Every night, the camera outputs 15 terabytes of data, including the brightness, position, shape, and color of objects it sees. The Rubin Observatory will send 10 million automatic alerts on the information contained therein every night. In the past, astronomers, astrophysicists, and cosmologists could rely on email updates and other notifications about new and interesting phenomena in space. "The real challenge is actually filtering these 10 million things every night," Kahn said. "How did you find the really unusual thing that distinguishes wheat from chaff?" Kahn said that to some extent, the filtering process will be automated. But the most advanced event will be able to be picked out and spread immediately, so other observatories around the world will be able to immediately turn to an interesting event. The more data from more instruments, the better.

In addition to the camera's huge resolution, its field of view (large enough to cover the space of a star with 40 full moons) will completely change the scientist's ability to choose the universe model. With such frequent images in such a vast sky, the team can effectively track the changes of a large number of objects over time. It is equivalent to a stop-motion animated movie of the observable universe (in the southern hemisphere).

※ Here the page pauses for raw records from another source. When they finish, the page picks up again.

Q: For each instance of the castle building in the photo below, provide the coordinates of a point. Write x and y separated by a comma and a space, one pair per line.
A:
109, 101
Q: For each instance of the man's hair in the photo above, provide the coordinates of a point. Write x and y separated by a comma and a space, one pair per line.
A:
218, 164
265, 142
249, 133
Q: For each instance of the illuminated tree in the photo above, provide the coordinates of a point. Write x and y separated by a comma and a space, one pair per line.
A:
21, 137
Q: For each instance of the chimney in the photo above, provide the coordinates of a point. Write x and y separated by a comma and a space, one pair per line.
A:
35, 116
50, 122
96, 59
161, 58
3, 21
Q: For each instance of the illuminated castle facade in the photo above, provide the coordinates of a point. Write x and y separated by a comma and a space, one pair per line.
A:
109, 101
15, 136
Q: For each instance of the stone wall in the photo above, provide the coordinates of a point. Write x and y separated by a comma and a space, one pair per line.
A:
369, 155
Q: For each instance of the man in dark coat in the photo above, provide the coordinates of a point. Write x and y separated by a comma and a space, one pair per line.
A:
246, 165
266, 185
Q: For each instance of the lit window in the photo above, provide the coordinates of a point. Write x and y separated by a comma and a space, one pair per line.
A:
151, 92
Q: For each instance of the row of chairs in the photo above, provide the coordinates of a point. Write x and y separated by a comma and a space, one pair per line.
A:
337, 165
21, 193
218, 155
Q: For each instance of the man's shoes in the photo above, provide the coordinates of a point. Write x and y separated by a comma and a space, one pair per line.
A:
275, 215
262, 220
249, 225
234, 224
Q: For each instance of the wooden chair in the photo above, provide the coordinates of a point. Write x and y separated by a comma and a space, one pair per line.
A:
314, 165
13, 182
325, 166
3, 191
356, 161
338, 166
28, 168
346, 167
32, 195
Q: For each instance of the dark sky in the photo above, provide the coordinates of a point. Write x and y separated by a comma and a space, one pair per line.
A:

It is particularly exciting to see some events with an ultra-sharp camera, such as lens events, which occur when light is bent by the gravitational field of a massive object. In a strong lens event, the light will be sharply bent around the object on its way to the earth, so that it arrives here at different times, resulting in a double or triple vision of the same light source. This is the case of the Requiem supernova. From our perspective, it flashed three times in 2016.

Dark matter seems to constitute a large part of the universe but is actually invisible mysterious matter, and is the natural target of the observatory.

"In my career, smart people realized,'Oh my God, there is a lot of dark matter in the universe," Oh, dark matter is more than ordinary matter,' and in fact, three-quarters of the matter is even in the universe. Not a problem. This is another matter. So, you know, researching is irresistible," Roodman said.

Scientists are not yet sure what is driving the accelerated expansion of the universe, or why it is calculated as a different number based on whether you measure the Hubble parameter with a close object or the cosmic microwave background.

"We have these big mysteries. But at the same time, we have a standard model of particle physics, and in fact a standard model of cosmology. They are very successful, very well tested, and very successful in terms of numbers. But They really don't make any sense," Kahn said. "However, some things must be correct, because these mathematical predictions simply cannot be achieved with such precision."

Unfortunately, the camera will have to deal with man-made pollution: that is, satellite constellations, such as SpaceX's Starlink, may appear in up to 30% of the images taken by the LSST camera. Passing satellites may obscure the data or even become their own misleading data points. The scientific team measuring potential astronomical damage wrote that the new camera “needs to enter the pristine, unpolluted night sky, which has been an inherent right of the inhabitants of the earth for thousands of years”.

Even with these challenges, LSST has the potential to drive some of the most exciting astrophysics discoveries in the coming decades. All the images it collects will be open to the public, which means that even if you are not an astrophysicist, you can enjoy the fascinating behavior of objects in the universe. The first light of the observatory is currently scheduled for January 2023 and will be fully operational in October. There are many unanswered questions about how the universe formed and continues to change, and this camera will help us find the answers.